Movie attribution and research metadata¶

This document describes how attribution and research-use permissions are captured for student-uploaded movies, stored, and reflected in object storage for traceability.

Philosophy¶

Students retain control over how their uploaded videos may be used in academic research and whether they receive credit by name. The system records these choices at upload time so that:

The S3 bucket outlives the stack (it is the long-term archive of student videos; see S3 and Plant Tracer).
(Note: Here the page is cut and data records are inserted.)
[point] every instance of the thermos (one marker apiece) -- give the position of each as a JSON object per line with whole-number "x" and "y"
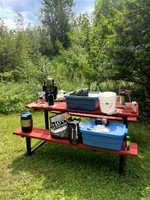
{"x": 26, "y": 122}
{"x": 50, "y": 99}
{"x": 74, "y": 131}
{"x": 49, "y": 84}
{"x": 128, "y": 141}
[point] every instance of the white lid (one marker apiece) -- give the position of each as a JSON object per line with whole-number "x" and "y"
{"x": 107, "y": 94}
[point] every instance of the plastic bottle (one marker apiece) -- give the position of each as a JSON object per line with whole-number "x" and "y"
{"x": 128, "y": 141}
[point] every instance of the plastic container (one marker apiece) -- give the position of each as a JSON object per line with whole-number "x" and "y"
{"x": 90, "y": 102}
{"x": 107, "y": 102}
{"x": 111, "y": 140}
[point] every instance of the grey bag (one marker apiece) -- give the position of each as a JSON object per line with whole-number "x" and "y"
{"x": 59, "y": 125}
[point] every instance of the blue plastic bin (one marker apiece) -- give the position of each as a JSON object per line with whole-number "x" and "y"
{"x": 112, "y": 140}
{"x": 90, "y": 102}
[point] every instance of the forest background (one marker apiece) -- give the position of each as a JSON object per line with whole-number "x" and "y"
{"x": 108, "y": 51}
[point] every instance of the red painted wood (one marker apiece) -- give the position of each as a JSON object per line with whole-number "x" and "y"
{"x": 44, "y": 134}
{"x": 61, "y": 106}
{"x": 129, "y": 119}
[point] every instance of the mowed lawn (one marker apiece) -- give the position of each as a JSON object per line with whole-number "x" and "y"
{"x": 59, "y": 172}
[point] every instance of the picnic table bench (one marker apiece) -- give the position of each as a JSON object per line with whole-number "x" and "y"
{"x": 44, "y": 134}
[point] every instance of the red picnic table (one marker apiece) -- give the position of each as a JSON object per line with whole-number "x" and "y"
{"x": 126, "y": 116}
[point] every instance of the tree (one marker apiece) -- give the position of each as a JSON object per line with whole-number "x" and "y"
{"x": 56, "y": 17}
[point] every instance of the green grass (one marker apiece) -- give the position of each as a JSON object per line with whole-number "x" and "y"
{"x": 59, "y": 172}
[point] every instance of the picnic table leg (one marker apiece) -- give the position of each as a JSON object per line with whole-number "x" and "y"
{"x": 28, "y": 145}
{"x": 46, "y": 119}
{"x": 122, "y": 159}
{"x": 125, "y": 121}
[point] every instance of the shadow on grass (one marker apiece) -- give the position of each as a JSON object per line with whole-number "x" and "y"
{"x": 67, "y": 167}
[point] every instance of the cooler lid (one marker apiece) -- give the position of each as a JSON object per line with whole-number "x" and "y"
{"x": 115, "y": 129}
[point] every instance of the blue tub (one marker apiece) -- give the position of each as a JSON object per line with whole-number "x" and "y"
{"x": 90, "y": 102}
{"x": 112, "y": 140}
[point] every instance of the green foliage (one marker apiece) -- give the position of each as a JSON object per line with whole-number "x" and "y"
{"x": 60, "y": 172}
{"x": 55, "y": 17}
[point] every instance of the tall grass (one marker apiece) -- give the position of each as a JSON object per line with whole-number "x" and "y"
{"x": 60, "y": 172}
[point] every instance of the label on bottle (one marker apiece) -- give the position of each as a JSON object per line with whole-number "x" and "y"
{"x": 26, "y": 123}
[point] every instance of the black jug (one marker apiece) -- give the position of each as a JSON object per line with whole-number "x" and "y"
{"x": 74, "y": 131}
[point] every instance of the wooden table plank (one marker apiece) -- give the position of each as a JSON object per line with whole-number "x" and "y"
{"x": 44, "y": 134}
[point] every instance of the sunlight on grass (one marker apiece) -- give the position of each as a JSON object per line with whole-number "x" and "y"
{"x": 57, "y": 171}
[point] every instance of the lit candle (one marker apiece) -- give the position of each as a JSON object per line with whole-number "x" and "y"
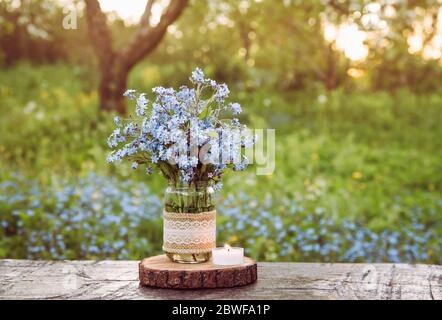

Therefore metadata must live in the MP4 file so that the object remains self-describing even if the DynamoDB database is gone.

Researchers can determine which videos may be used in studies and under what attribution (by name or anonymous).
Choices are stored in the application database (DynamoDB), as S3 object metadata (x-amz-meta-), and **in the MP4 file* (comment atom), so that the same terms travel with the data and remain valid even if the database is removed or migrated.
The presigned S3 upload includes these metadata fields in the signature, so the client cannot change attribution or research-use after the server has issued the upload; the object stored in S3 matches what was consented to.

The two main choices are:

Research use — Whether the uploaded movie may be used in academic research.
Credit by name — If research use is allowed, whether the student wants to be credited by name. If yes, a “Name for attribution” value is stored. If no, the video may still be used in research but anonymously.

Three-state model¶

Each of research_use and credit_by_name is a three-state value:

1 — explicitly Yes
0 — explicitly No
None — not yet answered (the user did not select a radio button, or the record predates the radio-button UI)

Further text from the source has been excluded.